Hi.
This is information of filesystem /movelv_test. It only used 42% capacity / 20 physical partions ( PP ) each PV. As I understand, it means that only 8 PP on each PV contain data, 12 PP remaining on each PV are assigned to logical volume fslv01 but have no data. Is this true ???
If yes, how to know exactly which PP contains data.
Thank for read.
Not quite. The filesystem "/movelv_test" is residing on a certain Logical Volume, "fslv01". This LV in turn is made from 20 Logical Partitions. Because the LV is mirrored each LP is comprised from 2 Physical Partitions. Would the LV not be mirrored it would still be made from 20 LPs but this time each LP would be made from only one PP.
You need to understand that there are several abstraction layers and you cannot change between them at will.
No. You seem to think that data fills the raw disk space like water fills a bucket - from the bottom up, but this is not the case. Filesystems are made for random read/write access and that means that filling them contiguously would be a performance nightmare. Suppose you have two files, A and B and they are put adjacently on the disk. When you edit file A now and add a single character you would have no space to write that, so you need to rewrite the whole file. If there is a way to fragment that file and put the additional character elsewhere you could leave most of the file in place.

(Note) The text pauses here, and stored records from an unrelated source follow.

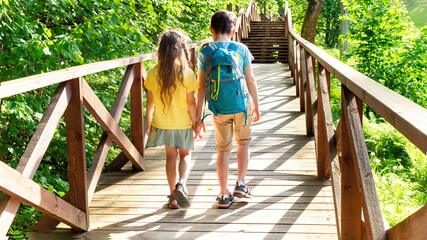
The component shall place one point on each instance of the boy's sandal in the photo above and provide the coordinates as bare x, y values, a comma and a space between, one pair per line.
172, 203
181, 193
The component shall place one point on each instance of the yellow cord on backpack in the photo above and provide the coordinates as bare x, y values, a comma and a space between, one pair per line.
215, 90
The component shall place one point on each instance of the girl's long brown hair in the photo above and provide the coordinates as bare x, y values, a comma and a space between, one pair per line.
172, 47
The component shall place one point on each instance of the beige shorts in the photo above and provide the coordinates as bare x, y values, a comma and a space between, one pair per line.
224, 130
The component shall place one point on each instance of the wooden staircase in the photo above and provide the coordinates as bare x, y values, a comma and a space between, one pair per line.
267, 42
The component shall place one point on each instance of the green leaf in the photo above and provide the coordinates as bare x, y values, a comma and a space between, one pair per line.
115, 19
47, 32
46, 51
150, 9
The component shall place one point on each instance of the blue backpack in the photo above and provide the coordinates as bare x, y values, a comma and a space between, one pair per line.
226, 86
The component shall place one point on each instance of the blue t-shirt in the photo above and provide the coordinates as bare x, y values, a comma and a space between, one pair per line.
245, 56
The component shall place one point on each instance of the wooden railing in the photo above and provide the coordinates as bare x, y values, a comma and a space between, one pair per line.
341, 153
243, 21
71, 95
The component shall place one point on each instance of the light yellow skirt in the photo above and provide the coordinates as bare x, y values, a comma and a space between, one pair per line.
180, 138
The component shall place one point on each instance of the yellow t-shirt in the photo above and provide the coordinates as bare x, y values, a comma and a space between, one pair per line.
175, 115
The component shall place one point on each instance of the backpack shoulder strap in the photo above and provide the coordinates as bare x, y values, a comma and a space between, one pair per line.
233, 46
207, 51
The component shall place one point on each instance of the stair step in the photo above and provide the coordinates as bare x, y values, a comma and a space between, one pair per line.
273, 28
267, 37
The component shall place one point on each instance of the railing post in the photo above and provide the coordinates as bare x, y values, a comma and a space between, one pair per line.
297, 68
137, 111
290, 57
371, 210
351, 223
295, 65
311, 98
302, 77
76, 150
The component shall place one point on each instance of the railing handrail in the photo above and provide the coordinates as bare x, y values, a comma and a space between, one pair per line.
407, 117
25, 84
341, 152
243, 20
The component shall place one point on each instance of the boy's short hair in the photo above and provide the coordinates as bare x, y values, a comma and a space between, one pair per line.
223, 21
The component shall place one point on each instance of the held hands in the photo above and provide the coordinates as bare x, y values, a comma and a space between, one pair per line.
147, 130
197, 129
255, 114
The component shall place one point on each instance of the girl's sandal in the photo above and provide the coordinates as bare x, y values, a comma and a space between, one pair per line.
181, 193
172, 203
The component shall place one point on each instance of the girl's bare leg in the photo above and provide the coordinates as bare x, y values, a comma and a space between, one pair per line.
171, 159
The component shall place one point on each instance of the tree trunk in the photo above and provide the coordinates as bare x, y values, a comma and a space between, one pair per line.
308, 30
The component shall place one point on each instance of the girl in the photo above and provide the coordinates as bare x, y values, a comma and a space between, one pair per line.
171, 110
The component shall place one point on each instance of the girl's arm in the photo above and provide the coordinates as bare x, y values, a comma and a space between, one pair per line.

The relationship between disk space and filesystem space is more like the price you pay for something: suppose you purchase a house for some money. You can point to the whole money and say it bought you the whole house, but the question which bills bought me the western wall just makes no sense.

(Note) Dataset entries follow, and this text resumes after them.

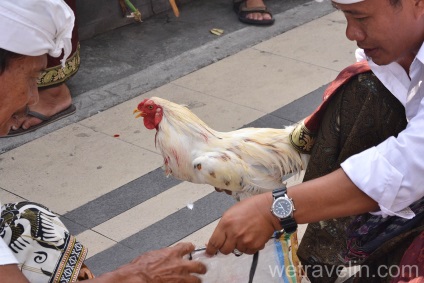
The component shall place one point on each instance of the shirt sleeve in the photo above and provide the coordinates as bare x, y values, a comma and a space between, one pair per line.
392, 173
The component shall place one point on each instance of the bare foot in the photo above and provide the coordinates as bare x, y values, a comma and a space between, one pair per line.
257, 16
52, 100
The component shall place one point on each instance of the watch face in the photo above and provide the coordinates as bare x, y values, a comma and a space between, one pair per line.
282, 207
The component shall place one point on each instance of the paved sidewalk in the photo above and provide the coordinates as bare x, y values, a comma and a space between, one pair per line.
111, 190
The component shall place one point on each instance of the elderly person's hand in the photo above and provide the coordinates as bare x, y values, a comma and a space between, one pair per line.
160, 266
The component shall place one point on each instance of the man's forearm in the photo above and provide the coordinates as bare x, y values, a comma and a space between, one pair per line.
331, 196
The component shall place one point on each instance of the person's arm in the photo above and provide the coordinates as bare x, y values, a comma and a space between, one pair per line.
249, 224
160, 266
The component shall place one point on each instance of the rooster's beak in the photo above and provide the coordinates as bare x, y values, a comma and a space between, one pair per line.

Of course you can investigate where exactly on which part of the disk a certain file is. But be aware that when you use the FS this can change over time and it is by no means fixed.
I don't really understand what you means. As you said above, data is written randomly to the disk and these lp/pp listed above have no relationship with the filesytem space used/free. The data may reside anywhere on these 40 pps and there's no way to know that. Is that what you means?
Yes and no. data is not written entirely randomly. There is a system behind it, but it is complex. You seem to have meant that a filesystem which is, say, 50% full and consists of LPs1-10 will have the LPs1-5 written full and LPs6-10 empty. This is (typically) not the case. Typically (depending on what the content of your filesystem is - many small files or a few large files or some mix of both, how often the data on disk changes and some other specifics) your filesystems space will be scattered and every LP will be nearly 50% full and nearly 50% empty.
Furthermore, if a FS resides on a LV which consists of 10 LPs these are ordered 1-10. But that does not have to mean that LP3 is "behind" LP2 on disk. It could well be that LP1 is at PP200, LP2 is at PP100 and LP3 is at PP150 (with maybe other LVs taking the place in between). For the filesystem the space would still appear to be linear, first the space coming from LP1, then from LP2, etc.. The FS will be unaware of the fact that to go from LP1 to LP2 this means to skip many PPs on disk.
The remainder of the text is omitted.